Responding to the development, the Executive Chairman of the EFCC, Abdulrasheed Bawa, in a release issued by Wilson Uwujaren, EFCC’s Head, Media & Publicity, described the move by the apex bank as “a well-considered and timely response” to the challenges of currency management which has negatively impacted the country’s monetary policy and security imperatives.
“The EFCC, the CBN and some other regulators in the financial sector have worked closely in the recent past to determine how best to stabilize the country’s monetary policy environment. It is heart-warming that the CBN has demonstrated courage in taking this bold decision which I believe will bring sanity to the currency management situation in Nigeria”, he said.
Bawa called on operators in the Nigerian financial services sector, especially deposit money banks and Bureau De Change (BDC) Operators to work within the guidelines provided by the Central Bank of Nigeria to ensure seamless withdrawal of the old currency.
Bawa however warned that EFCC will monitor the process to ensure that unscrupulous players and currency speculators and their cohorts among the BDCs do not undermine the exercise. He also charged banks to be alive to their reporting obligations and not assist unscrupulous customers in laundering suspected proceeds of crimes through their system.
The EFCC boss further pointed out that the objectives which the CBN seeks to achieve with the redesign and reissue of the higher denomination Naira notes, were in tandem with the objectives of the Money Laundering Prevention Prohibition Act 2022, which criminalizes the conduct of cash transactions above a certain threshold.
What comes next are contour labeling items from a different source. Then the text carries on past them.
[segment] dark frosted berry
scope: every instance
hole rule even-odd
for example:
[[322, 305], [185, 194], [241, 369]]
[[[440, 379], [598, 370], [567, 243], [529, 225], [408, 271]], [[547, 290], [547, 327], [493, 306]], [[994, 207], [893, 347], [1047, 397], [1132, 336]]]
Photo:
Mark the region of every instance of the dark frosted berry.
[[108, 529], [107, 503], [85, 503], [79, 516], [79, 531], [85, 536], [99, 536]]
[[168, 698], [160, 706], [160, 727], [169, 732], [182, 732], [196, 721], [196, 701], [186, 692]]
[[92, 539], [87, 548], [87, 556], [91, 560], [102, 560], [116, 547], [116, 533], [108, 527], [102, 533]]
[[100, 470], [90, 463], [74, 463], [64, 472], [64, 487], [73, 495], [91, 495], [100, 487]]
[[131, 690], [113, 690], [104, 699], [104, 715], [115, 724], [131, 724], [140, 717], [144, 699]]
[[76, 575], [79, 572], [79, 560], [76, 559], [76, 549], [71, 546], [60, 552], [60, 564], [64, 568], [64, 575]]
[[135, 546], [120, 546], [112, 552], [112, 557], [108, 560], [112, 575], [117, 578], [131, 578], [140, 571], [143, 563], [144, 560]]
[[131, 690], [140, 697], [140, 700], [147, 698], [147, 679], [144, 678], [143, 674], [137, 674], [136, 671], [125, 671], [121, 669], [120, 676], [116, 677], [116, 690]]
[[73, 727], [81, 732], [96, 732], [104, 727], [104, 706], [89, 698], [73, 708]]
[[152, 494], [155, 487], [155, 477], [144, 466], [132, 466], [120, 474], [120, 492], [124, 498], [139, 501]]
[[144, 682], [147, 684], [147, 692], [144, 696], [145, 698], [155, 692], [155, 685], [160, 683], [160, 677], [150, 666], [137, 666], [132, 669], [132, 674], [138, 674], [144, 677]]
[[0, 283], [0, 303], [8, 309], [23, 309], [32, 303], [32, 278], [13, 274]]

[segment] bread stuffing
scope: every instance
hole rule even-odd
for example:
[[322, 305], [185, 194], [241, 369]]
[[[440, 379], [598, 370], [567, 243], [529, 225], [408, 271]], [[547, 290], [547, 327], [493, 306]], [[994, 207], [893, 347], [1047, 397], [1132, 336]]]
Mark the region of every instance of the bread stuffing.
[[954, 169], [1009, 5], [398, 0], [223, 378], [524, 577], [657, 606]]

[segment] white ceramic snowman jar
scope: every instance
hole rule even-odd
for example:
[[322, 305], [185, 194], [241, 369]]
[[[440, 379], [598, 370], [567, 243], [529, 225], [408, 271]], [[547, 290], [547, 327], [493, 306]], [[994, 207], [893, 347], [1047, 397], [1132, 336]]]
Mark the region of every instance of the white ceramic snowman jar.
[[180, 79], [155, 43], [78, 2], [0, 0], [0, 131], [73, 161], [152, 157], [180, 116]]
According to Section 2 (1) of the Money Laundering Act 2022 “No person or body corporate shall, except in a transaction through a financial institution, make or accept cash payment of a sum exceeding; (a) N5,000,000 or its equivalent, in the case of an individual ; or (b) N10,000,000 or its equivalent, in the case of a body corporate.”
Optimistic that the new currency measure would further boost Nigerians’ embrace of banking culture and encourage the acceptance of cashless transactions, the EFCC Chairman recalled that the Commission had recently taken operational action against currency hoarders in major commercial cities of Nigeria.
“It is therefore pertinent to issue this stern warning to Bureau de Change operators to be wary of currency hoarders who would attempt to seize this opportunity to offload the currencies they had illegally stashed away.”
Noting that currency hoarders readily made their hoard available to criminal enterprise, the EFCC boss further stated that the Commission will spare no effort to bring to book any financial services operator who runs afoul of extant laws and regulations.